Tab. 1c Sichtbare Spektrallinien von atomarem Wasserstoff mit zugehörigen Photonenenergien
Name \(\mathrm{H}_\alpha\) \(\mathrm{H}_\beta\) \(\mathrm{H}_\gamma\) \(\mathrm{H}_\delta\)
Farbe rot türkis blau violett
\(\lambda\) in \(\rm 10^{-10}\,m\) \(6562{,}1\) \(4860{,}7\) \(4340{,}1\) \(4101{,}2\)
\(E_{\rm{Ph}}\)  in \(\rm{eV}\) \(1{,}8894\) \(2{,}5508\) \(2{,}8567\) \(3{,}0231\)

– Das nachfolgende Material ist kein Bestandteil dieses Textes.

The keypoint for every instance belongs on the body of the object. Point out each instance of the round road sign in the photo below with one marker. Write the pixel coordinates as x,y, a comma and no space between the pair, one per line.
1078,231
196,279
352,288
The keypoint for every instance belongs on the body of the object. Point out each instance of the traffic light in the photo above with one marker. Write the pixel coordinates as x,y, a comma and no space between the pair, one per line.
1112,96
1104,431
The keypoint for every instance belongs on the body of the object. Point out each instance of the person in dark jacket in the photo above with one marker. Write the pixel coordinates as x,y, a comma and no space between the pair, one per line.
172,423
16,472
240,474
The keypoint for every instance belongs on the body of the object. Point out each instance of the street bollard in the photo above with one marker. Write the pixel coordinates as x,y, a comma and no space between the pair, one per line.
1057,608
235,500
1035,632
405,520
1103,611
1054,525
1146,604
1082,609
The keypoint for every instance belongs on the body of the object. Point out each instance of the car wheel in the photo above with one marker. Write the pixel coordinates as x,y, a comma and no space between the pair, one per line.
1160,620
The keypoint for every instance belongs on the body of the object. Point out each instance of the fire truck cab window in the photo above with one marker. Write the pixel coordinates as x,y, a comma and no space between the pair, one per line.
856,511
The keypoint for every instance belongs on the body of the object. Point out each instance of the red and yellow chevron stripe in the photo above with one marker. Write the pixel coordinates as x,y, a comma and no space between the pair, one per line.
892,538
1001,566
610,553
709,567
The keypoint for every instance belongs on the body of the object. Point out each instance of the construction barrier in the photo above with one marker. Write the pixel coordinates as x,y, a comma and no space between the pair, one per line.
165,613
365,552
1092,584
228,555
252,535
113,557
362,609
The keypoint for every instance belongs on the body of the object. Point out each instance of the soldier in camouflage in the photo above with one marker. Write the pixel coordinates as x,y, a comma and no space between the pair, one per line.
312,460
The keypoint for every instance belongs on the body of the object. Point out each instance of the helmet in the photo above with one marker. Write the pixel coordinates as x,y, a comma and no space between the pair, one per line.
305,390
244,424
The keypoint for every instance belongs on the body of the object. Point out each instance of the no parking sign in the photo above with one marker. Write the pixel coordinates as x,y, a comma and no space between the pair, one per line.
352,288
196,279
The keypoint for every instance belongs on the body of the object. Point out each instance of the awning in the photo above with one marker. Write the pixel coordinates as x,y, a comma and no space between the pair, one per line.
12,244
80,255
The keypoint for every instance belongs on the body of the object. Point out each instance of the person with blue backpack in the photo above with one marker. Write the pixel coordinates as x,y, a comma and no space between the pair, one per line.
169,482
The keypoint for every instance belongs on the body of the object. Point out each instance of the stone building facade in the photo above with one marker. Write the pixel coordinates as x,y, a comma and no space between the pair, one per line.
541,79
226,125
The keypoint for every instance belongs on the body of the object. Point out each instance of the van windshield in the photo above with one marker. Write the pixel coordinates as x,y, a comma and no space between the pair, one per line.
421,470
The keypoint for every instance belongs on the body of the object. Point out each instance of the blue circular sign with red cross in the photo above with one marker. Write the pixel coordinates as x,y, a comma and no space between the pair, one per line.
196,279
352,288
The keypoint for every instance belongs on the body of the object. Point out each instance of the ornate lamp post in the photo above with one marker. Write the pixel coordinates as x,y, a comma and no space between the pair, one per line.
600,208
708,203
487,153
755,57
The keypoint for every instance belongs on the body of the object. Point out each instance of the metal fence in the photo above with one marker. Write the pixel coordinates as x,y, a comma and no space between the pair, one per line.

Bestätige rechnerisch, dass sich die Photonenenergien aus Tab. 1c relativ genau durch das Bildungsgesetz\[{E_{{\rm{Ph}}}} = 13{,}6057\,{\rm{eV}} \cdot \left( {\frac{1}{{{2^2}}} - \frac{1}{{{n^2}}}} \right)\;;\;n \in \left\{ {3\;;\;4\;;\;5\;;\;6} \right\}\]ergeben, wobei für den Wert \(13{,}6057\,{\rm{eV}}\) gilt\[\frac{e^4 \cdot m_{\rm{e}}}{8 \cdot {\varepsilon_0}^2 \cdot h^2}=13{,}6057\,{\rm{eV}}\]

Lösung

Für \(n=3\) ergibt sich\[{E_{{\rm{Ph,3}}}} = 13{,}6057\,{\rm{eV}} \cdot \left( {\frac{1}{{{2^2}}} - \frac{1}{{{3^2}}}} \right) = 1{,}8897\,{\rm{eV}}\]Für \(n=4\) ergibt sich\[{E_{{\rm{Ph,4}}}} = 13{,}6057\,{\rm{eV}} \cdot \left( {\frac{1}{{{2^2}}} - \frac{1}{{{4^2}}}} \right) = 2{,}5511\,{\rm{eV}}\]Für \(n=5\) ergibt sich\[{E_{{\rm{Ph,5}}}} = 13{,}6057\,{\rm{eV}} \cdot \left( {\frac{1}{{{2^2}}} - \frac{1}{{{5^2}}}} \right) = 2{,}8572\,{\rm{eV}}\]Für \(n=6\) ergibt sich\[{E_{{\rm{Ph,6}}}} = 13{,}6057\,{\rm{eV}} \cdot \left( {\frac{1}{{{2^2}}} - \frac{1}{{{6^2}}}} \right) = 3{,}0235\,{\rm{eV}}\]Der Wert \(13{,}6057\,{\rm{eV}}\) berechnet sich durch\[\begin{eqnarray}\frac{{{e^4} \cdot {m_{\rm{e}}}}}{{8 \cdot {\varepsilon _0}^2 \cdot {h^2}}} &=& \frac{{{{\left( {1{,}602\,176\,634 \cdot {{10}^{ - 19}}\,{\rm{A\,s}}} \right)}^4} \cdot 9{,}109\,383\,701\,5 \cdot {{10}^{ - 31}}\,{\rm{kg}}}}{{8 \cdot {{\left( {8{,}854\,187\,812\,8 \cdot {{10}^{ - 12}}\,\frac{{{\rm{A\,s}}}}{{{\rm{V\,m}}}}} \right)}^2} \cdot {{\left( {6{,}626\,070\,15 \cdot {{10}^{ - 34}}\,{\rm{J\,s}}} \right)}^2}}}\\ &=& 2{,}179\,872\,36 \cdot {10^{ - 18}}\,{\rm{J}}\\ &=& 13{,}605\,693\,1\,{\rm{eV}}\end{eqnarray}\]

Ergebnis

Die Wellenlängen der vier sichtbaren Linien des Spektrums von atomarem Wasserstoff (\(\rm{H}\)) lassen sich durch ein Bildungsgesetz berechnen. Dies lässt darauf schließen, dass die Wellenlängen nicht zufällig sind, sondern durch physikalische Gesetzmäßigkeiten bestimmt werden.